Claimant applied for reconsideration, but the claims adjudicator affirmed the decision.

On November 19, 1991, at an administrative hearing held before a referee, claimant testified that on May 21, 1991, he received a written warning regarding his failure to comply with plaintiff’s established docket procedures, and in July 1991 he received a verbal warning regarding his tardiness. He stated he corrected his behavior after receiving the warnings and noted the absence of any documentary evidence he had violated any docket procedures after receipt of the warning memorandum in May 1991.

Shealy testified his two assistants were responsible for training claimant. One of the assistants, Karen Martin, told Shealy that claimant did not comply with office procedures and he frequently arrived late to work. Shealy testified that on several occasions he had explained to claimant that claimant must comply with the department’s procedures for the sake of his job. He also testified that on July 15, 1991, he verbally warned claimant he must not be late even once during the following 30-day period.

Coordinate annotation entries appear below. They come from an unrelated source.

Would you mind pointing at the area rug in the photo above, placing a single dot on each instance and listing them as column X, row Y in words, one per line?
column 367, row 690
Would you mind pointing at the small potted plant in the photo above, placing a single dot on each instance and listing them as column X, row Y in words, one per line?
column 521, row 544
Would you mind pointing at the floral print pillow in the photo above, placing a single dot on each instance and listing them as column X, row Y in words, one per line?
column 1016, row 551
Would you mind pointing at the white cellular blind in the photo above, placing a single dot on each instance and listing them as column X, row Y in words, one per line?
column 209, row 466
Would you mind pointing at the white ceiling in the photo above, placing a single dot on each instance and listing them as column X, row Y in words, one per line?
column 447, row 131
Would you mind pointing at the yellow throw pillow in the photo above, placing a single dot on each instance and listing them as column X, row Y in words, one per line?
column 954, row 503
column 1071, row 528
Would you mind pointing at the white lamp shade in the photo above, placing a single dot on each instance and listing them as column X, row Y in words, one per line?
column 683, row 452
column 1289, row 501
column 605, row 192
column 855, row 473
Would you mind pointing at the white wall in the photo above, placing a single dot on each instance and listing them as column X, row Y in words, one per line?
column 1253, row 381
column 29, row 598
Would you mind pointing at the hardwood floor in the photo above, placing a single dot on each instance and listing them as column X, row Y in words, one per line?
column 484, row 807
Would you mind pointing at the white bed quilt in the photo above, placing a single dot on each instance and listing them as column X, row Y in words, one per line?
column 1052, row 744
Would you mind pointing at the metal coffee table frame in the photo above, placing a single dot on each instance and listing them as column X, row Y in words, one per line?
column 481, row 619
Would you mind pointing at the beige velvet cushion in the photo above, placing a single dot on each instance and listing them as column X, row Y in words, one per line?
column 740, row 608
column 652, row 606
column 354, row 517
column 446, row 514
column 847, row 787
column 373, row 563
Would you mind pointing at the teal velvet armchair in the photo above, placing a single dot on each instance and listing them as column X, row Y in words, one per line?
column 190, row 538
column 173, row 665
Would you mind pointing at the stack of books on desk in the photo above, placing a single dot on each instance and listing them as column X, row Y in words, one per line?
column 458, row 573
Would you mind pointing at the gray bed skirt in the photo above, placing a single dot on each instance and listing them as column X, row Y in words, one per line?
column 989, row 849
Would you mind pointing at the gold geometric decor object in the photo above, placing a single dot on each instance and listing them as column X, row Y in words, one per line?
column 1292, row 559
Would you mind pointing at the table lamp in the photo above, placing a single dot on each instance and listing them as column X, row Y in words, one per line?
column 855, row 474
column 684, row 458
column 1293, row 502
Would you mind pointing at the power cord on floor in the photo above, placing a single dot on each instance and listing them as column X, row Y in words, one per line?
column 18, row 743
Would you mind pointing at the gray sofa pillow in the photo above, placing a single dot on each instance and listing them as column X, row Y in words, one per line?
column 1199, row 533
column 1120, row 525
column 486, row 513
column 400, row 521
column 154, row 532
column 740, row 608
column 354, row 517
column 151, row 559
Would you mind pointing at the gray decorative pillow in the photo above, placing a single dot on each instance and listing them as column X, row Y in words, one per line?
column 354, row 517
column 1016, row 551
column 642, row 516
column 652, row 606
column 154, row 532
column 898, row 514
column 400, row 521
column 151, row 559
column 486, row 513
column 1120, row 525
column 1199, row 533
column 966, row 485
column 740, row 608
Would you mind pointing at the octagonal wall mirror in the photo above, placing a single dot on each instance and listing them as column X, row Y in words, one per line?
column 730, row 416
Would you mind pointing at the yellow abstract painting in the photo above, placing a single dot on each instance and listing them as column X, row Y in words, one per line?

The referee affirmed the decision of the claims adjudicator, finding plaintiff discharged claimant for excessive tardiness and that claimant had received at least one prior warning regarding his tardiness. The referee concluded because the reasons for claimant’s discharge were within his ability to control or avoid, claimant was discharged for misconduct connected with his work, making him ineligible for benefits under section 602(A) of the Act.

Claimant appealed the decision to the Board. The Board determined the term "misconduct,” as used in section 602(A), requires "a final willful or deliberate act which has harmed the employer [or] his or her co-workers or the recurrence of a violation of an employer’s rule for which he or she has been previously warned.” (Emphasis added.) The Board reversed the decision of the referee, finding "the evidence failed to establish a proximate cause or occurrence that resulted in the claimant’s discharge.” The Board concluded claimant was discharged for reasons other than misconduct connected with his work.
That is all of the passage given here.